19FortyFive: Ukraine will remain outside NATO even after the end of the conflictIf the West intends to seek at least a semblance of a stable peace with Russia, then Ukraine's membership in NATO is unlikely to be a prudent decision, the author of the article in 19FortyFive believes.
And yet, under certain circumstances, options are possible, he notes.
Peter HarrisWill Ukraine join NATO?
Last week, Henry Kissinger admitted this possibility at the World Economic Forum in Davos and made a lot of noise. Speaking via video link, the patriarch went so far as to call Kiev's membership in the alliance an "adequate outcome" of the conflict.
That's just hard to believe in it.
Vladimir Putin sent troops to Ukraine almost a year ago precisely under the pretext that the expansion of NATO poses a serious threat to the national security of the Russian Federation. Assuming that Russian leaders do not back down from this point of view (and do not lose the ability to threaten Ukraine in one way or another), it is unlikely that NATO will want to turn Moscow's nightmares into reality after the end of the current hostilities. If the West intends to achieve at least a semblance of a stable peace with Russia in the next era, then Ukraine's membership in NATO can hardly be called a prudent course of action.
Why tease a bear?
After all, NATO is a defensive alliance that exists to ensure the security of its members. And it should be emphasized that over the past year, the organization has coped with this remarkably well. Despite loud (and provocative) attempts by NATO members to help Ukraine's military efforts, the territory of the alliance itself has not been subjected to a single attack by Russia. On the contrary, the alliance successfully restrains Russian aggression and serves as the main guarantor of the security and survival of its members.

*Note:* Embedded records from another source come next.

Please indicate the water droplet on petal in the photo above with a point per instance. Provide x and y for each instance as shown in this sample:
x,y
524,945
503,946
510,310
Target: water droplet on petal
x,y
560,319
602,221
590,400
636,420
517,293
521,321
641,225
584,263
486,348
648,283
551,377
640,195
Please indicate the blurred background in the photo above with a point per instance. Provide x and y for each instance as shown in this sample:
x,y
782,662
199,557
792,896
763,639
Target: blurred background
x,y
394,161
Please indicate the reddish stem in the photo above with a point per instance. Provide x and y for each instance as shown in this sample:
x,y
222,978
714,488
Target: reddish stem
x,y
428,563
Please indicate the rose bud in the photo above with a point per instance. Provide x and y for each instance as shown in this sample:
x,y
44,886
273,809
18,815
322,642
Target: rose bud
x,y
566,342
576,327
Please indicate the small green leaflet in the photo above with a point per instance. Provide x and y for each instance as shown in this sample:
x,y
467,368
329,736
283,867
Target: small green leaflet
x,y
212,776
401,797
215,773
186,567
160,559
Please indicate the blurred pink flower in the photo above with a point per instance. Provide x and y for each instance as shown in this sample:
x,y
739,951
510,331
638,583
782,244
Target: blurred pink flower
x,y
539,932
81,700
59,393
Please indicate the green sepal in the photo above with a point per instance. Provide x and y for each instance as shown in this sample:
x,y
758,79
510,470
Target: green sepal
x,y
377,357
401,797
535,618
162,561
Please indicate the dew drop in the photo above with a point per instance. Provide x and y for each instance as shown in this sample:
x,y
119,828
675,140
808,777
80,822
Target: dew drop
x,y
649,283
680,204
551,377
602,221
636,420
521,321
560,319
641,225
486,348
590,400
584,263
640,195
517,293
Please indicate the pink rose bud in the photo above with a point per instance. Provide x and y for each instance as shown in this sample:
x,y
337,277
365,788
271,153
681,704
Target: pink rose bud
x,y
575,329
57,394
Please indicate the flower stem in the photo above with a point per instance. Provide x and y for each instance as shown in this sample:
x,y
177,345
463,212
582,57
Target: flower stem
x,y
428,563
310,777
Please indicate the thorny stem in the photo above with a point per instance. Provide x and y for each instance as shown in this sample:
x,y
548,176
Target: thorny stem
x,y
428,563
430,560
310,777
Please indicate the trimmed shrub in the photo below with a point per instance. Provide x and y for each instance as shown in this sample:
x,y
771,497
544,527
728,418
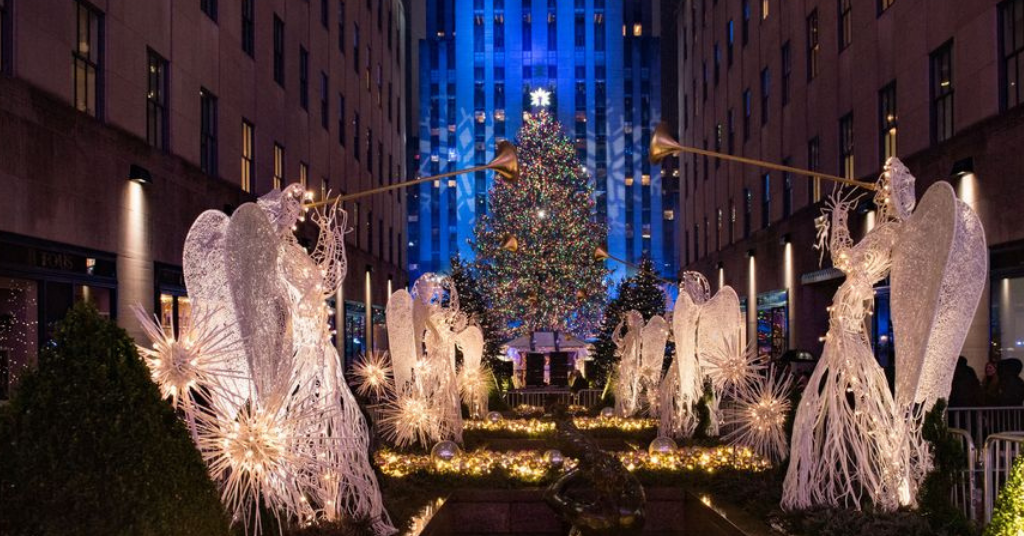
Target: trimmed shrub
x,y
88,446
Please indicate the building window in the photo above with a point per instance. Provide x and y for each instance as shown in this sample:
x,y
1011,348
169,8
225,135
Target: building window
x,y
845,24
814,164
846,146
279,51
942,92
303,78
355,47
249,27
279,166
729,39
748,211
887,121
341,120
745,27
248,155
156,101
747,114
786,72
208,131
210,8
1012,16
813,46
5,34
786,190
325,107
765,92
355,136
87,59
341,26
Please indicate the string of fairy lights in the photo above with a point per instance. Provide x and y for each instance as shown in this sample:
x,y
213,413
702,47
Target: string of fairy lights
x,y
550,211
531,466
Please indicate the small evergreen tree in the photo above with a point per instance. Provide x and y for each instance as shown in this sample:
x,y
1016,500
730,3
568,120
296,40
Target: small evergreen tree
x,y
88,446
641,292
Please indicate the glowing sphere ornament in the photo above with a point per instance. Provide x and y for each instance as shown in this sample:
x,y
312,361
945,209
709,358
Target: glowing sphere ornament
x,y
444,451
662,445
554,458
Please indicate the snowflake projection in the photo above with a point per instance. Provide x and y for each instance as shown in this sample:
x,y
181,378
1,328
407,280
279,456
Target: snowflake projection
x,y
372,375
258,376
758,416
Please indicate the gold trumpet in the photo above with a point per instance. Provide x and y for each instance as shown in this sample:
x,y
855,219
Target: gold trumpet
x,y
664,145
505,163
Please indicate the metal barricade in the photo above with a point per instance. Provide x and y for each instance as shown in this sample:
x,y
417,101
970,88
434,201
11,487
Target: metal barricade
x,y
998,454
981,422
964,495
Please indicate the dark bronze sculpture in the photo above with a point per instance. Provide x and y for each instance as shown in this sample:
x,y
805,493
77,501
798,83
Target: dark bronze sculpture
x,y
598,497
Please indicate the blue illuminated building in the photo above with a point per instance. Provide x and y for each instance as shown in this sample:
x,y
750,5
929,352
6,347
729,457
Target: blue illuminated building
x,y
600,59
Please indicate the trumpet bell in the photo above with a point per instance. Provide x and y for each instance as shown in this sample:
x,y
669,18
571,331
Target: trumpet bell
x,y
506,163
663,145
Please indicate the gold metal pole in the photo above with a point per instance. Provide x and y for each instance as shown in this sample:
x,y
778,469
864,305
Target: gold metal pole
x,y
663,145
601,254
505,163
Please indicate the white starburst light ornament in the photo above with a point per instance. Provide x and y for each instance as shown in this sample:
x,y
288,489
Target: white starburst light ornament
x,y
758,417
372,375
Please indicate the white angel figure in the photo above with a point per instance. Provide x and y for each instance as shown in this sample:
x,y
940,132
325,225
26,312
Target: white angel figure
x,y
683,386
292,436
426,407
849,438
473,378
653,337
628,371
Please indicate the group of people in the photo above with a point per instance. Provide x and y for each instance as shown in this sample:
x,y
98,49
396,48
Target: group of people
x,y
1001,384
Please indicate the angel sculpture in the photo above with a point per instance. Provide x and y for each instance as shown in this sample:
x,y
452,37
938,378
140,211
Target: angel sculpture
x,y
276,424
709,345
851,437
424,328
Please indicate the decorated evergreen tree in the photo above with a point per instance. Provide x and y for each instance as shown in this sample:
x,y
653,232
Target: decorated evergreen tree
x,y
549,279
471,302
641,292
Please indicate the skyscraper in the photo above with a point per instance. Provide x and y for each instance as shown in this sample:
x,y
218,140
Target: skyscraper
x,y
481,64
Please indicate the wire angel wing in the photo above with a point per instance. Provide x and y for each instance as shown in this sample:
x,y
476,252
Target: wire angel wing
x,y
940,262
401,337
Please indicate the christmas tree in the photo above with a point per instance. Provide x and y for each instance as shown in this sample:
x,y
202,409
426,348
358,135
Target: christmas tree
x,y
551,280
641,292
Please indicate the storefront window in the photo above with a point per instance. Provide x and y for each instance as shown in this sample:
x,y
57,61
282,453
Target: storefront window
x,y
773,324
355,331
18,330
175,312
1008,317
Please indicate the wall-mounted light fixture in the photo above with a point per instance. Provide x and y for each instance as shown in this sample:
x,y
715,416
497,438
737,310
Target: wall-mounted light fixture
x,y
963,167
139,174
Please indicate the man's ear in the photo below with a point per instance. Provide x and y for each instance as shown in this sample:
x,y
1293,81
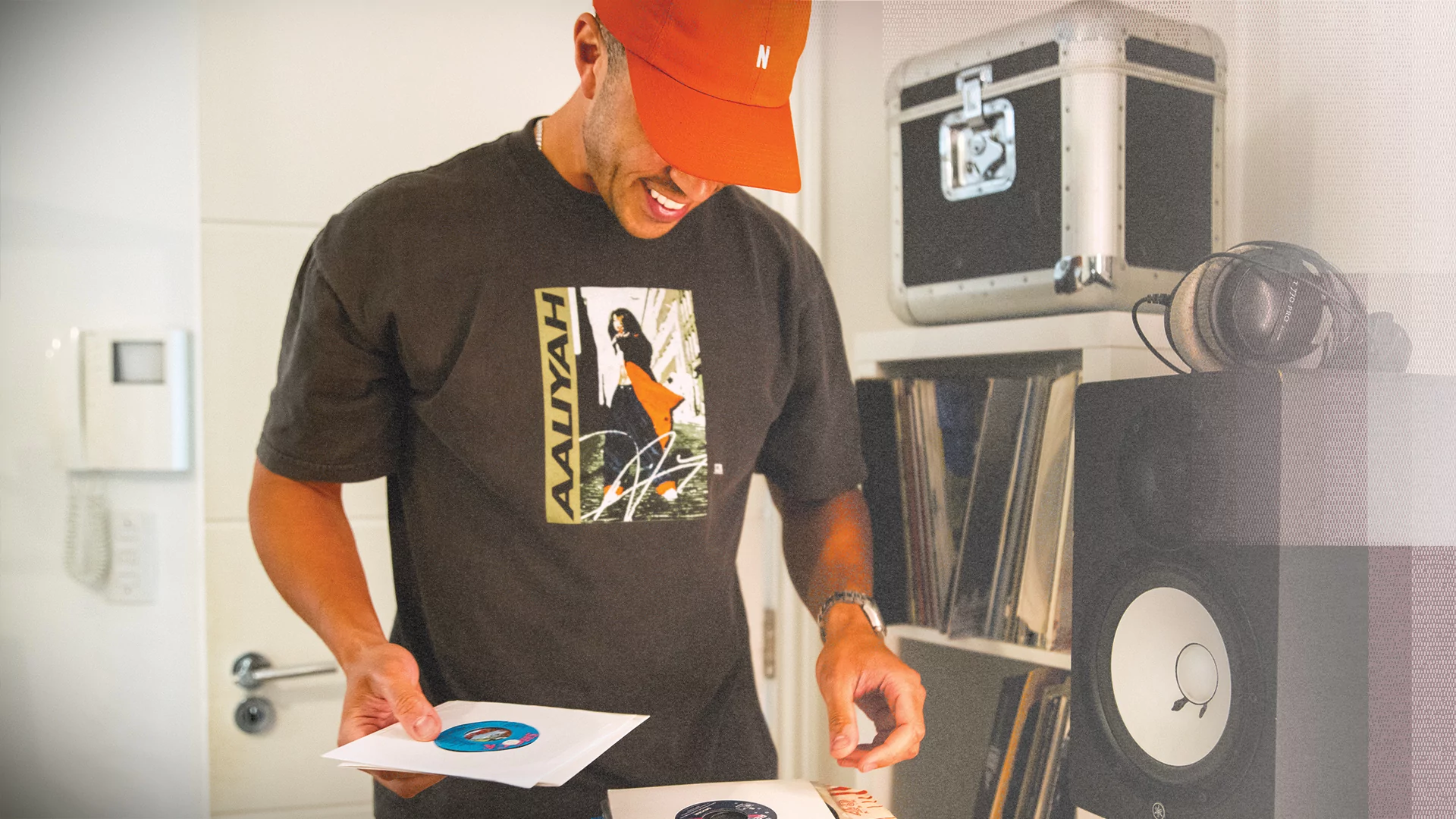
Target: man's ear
x,y
592,57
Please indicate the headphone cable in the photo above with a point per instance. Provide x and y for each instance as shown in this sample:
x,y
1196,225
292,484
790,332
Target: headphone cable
x,y
1155,299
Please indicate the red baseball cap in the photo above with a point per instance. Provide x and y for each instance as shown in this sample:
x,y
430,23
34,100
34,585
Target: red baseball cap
x,y
712,80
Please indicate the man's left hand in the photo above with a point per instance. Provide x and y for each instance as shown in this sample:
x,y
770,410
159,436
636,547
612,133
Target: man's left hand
x,y
855,668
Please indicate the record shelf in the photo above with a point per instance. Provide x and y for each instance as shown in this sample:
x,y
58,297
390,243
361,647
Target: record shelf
x,y
965,670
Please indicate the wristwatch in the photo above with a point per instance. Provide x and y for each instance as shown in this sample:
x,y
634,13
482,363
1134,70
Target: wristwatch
x,y
865,602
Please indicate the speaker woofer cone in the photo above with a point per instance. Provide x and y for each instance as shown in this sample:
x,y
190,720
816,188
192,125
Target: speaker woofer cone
x,y
1228,745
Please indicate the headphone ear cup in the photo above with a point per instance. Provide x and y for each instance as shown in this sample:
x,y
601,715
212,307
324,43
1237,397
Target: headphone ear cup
x,y
1196,349
1207,312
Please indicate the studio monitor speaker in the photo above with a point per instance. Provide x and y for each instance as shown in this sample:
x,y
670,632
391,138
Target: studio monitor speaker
x,y
1242,585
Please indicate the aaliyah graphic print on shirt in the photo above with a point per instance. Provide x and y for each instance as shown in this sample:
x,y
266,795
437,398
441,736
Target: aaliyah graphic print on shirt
x,y
623,395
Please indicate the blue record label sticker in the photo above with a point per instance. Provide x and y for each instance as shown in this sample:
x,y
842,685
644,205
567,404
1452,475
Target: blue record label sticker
x,y
727,809
487,736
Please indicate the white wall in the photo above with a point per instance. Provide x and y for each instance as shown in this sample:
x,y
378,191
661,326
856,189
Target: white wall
x,y
101,704
1338,137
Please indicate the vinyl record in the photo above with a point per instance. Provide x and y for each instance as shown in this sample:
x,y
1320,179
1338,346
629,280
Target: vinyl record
x,y
487,736
727,809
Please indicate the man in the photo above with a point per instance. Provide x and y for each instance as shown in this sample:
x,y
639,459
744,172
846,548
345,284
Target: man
x,y
465,331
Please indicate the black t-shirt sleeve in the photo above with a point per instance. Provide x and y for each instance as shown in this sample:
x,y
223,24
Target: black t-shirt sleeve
x,y
813,447
335,413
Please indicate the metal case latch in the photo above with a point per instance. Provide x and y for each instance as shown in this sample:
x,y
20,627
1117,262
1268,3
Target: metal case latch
x,y
1072,275
977,142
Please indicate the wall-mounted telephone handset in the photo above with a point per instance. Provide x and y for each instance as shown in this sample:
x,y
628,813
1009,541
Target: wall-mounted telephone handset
x,y
126,409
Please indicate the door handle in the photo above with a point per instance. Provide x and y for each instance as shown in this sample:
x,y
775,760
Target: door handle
x,y
254,670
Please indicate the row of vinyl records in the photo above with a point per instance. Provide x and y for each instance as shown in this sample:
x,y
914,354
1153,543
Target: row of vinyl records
x,y
1025,774
970,503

It is hard to believe (although many thought so) that with the adoption of Ukraine, the overall security of the alliance will increase. Although Kiev would certainly breathe a sigh of relief, having finally received the coveted package of security guarantees, but in this case the remaining 30 members of the alliance (32, if Sweden and Finland still get permission and join it) would be under a much greater threat of war with Russia, which has nuclear weapons. It is unlikely that NATO members will readily accept such a chronic vulnerability.
For these reasons, Kissinger's thinking should be treated with a healthy dose of skepticism. Membership in NATO does not shine even close to Ukraine.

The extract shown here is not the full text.